The Poverty of Progress: Latin America in the Nineteenth Century by E. Bradford Burns
Publisher: University of California Press
From the Preface by Bradford Burns:If this essay succeeds, it will open an interpretive window providing a different perspective of Latin America's recent past. At first glance, the view might seem to be of the conventional landscape of modernization, but I hope a steady gaze will reveal it to be far vaster and more complex.
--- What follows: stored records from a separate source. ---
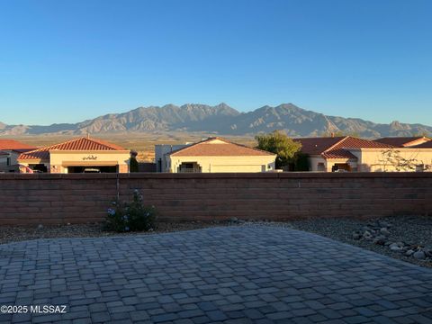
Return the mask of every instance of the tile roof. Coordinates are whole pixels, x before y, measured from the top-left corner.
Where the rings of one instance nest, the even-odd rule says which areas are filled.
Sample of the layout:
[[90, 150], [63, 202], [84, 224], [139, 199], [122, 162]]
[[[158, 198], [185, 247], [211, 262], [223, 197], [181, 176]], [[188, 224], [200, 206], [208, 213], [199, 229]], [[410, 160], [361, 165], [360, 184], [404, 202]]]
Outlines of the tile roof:
[[[214, 140], [220, 140], [223, 143], [212, 143]], [[175, 157], [274, 156], [273, 153], [240, 144], [231, 143], [221, 138], [210, 138], [175, 150], [168, 155]]]
[[432, 148], [432, 140], [428, 140], [419, 145], [411, 147], [412, 148]]
[[0, 140], [0, 149], [15, 150], [18, 152], [25, 152], [36, 148], [25, 143], [22, 143], [15, 140]]
[[416, 145], [416, 141], [418, 141], [420, 140], [430, 140], [431, 139], [424, 137], [424, 136], [416, 136], [416, 137], [387, 137], [387, 138], [382, 138], [378, 140], [374, 140], [376, 142], [380, 143], [384, 143], [384, 144], [390, 144], [392, 146], [395, 146], [397, 148], [403, 148], [403, 147], [409, 147], [409, 146], [414, 146]]
[[68, 140], [63, 143], [55, 144], [48, 146], [45, 148], [38, 148], [32, 150], [30, 152], [25, 152], [21, 154], [18, 157], [18, 159], [49, 159], [50, 158], [50, 150], [123, 150], [125, 148], [106, 142], [104, 140], [89, 139], [89, 138], [79, 138], [72, 140]]
[[293, 139], [293, 140], [302, 143], [302, 152], [309, 155], [320, 155], [344, 139], [345, 137], [299, 138]]
[[335, 138], [294, 139], [302, 143], [302, 152], [321, 155], [324, 158], [356, 158], [349, 148], [390, 148], [392, 145], [351, 136]]

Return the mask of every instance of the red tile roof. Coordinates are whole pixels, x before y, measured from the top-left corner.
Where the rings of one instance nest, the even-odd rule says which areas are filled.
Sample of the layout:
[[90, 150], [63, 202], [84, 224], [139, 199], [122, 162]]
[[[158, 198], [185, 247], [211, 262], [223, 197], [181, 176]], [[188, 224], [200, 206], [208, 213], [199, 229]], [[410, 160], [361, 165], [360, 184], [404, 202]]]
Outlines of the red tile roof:
[[294, 140], [302, 143], [302, 153], [309, 155], [320, 155], [344, 139], [345, 137], [328, 137], [294, 139]]
[[411, 147], [412, 148], [432, 148], [432, 140], [424, 142], [423, 144], [416, 145]]
[[125, 148], [106, 142], [104, 140], [88, 138], [79, 138], [68, 140], [63, 143], [51, 145], [49, 147], [32, 150], [30, 152], [22, 153], [18, 157], [18, 159], [49, 159], [50, 150], [83, 150], [83, 151], [95, 151], [95, 150], [123, 150]]
[[424, 136], [417, 136], [417, 137], [387, 137], [382, 139], [375, 140], [374, 141], [390, 144], [395, 146], [397, 148], [404, 148], [409, 146], [416, 145], [416, 141], [419, 140], [430, 140], [431, 139], [424, 137]]
[[[216, 144], [213, 140], [223, 143]], [[210, 138], [169, 154], [175, 157], [245, 157], [245, 156], [275, 156], [275, 154], [244, 145], [231, 143], [221, 138]]]
[[14, 140], [0, 140], [0, 149], [25, 152], [36, 148]]
[[302, 152], [320, 155], [324, 158], [356, 158], [349, 148], [390, 148], [392, 145], [351, 136], [335, 138], [295, 139], [302, 143]]

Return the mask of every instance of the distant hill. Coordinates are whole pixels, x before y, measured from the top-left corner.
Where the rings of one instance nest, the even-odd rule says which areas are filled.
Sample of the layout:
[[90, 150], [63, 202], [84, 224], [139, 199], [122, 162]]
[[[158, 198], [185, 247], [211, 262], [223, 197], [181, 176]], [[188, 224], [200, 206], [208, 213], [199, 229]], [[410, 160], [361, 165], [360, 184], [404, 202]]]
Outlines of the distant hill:
[[239, 112], [225, 104], [215, 106], [188, 104], [182, 106], [140, 107], [124, 113], [110, 113], [78, 123], [5, 125], [0, 135], [200, 131], [220, 135], [248, 135], [284, 130], [290, 136], [320, 136], [344, 132], [365, 138], [432, 133], [432, 127], [392, 122], [381, 124], [358, 118], [343, 118], [307, 111], [292, 104], [264, 106]]

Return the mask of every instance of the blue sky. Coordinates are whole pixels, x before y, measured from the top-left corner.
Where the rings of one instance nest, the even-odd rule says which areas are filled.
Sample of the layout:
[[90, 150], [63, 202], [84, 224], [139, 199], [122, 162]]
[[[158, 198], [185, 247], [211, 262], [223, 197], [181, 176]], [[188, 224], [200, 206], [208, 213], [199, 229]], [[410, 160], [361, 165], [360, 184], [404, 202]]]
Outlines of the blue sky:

For one thing, rather than enumerating the benefits accruing to Latin America as modernization became a dominant feature of the social, economic, and political life of the region, this essay regards the imposition of modernization as the catalyst of a devastating cultural struggle and as a barrier to Latin America's development. Clearly if a window to the past is opened by this essay, then so too is a new door to controversy. After most of the nations of Latin America gained political independence, their leaders rapidly accelerated trends more leisurely under way since the closing decades of the eighteenth century: the importation of technology and ideas with their accompanying values from Western Europe north of the Pyrenees and the full entrance into the world's capitalistic marketplace. Such trends shaped those new nations more profoundly than their advocates probably had realized possible. Their promoters moved forward steadfastly within the legacy of some basic institutions bequeathed by centuries of Iberian rule. That combination of hoary institutions with newer, non-Iberian technology, values, and ideas forged contemporary Latin America with its enigma of overwhelming poverty amid potential plenty. This essay emphasizes that the victory of the European oriented ruling elites over the Latin American folk with their community values resulted only after a long and violent struggle, which characterized most of the nineteenth century. Whatever advantages might have resulted from the success of the elites, the victory also fastened two dominant and interrelated characteristics on contemporary Latin America: a deepening dependency and the declining quality of life for the majority.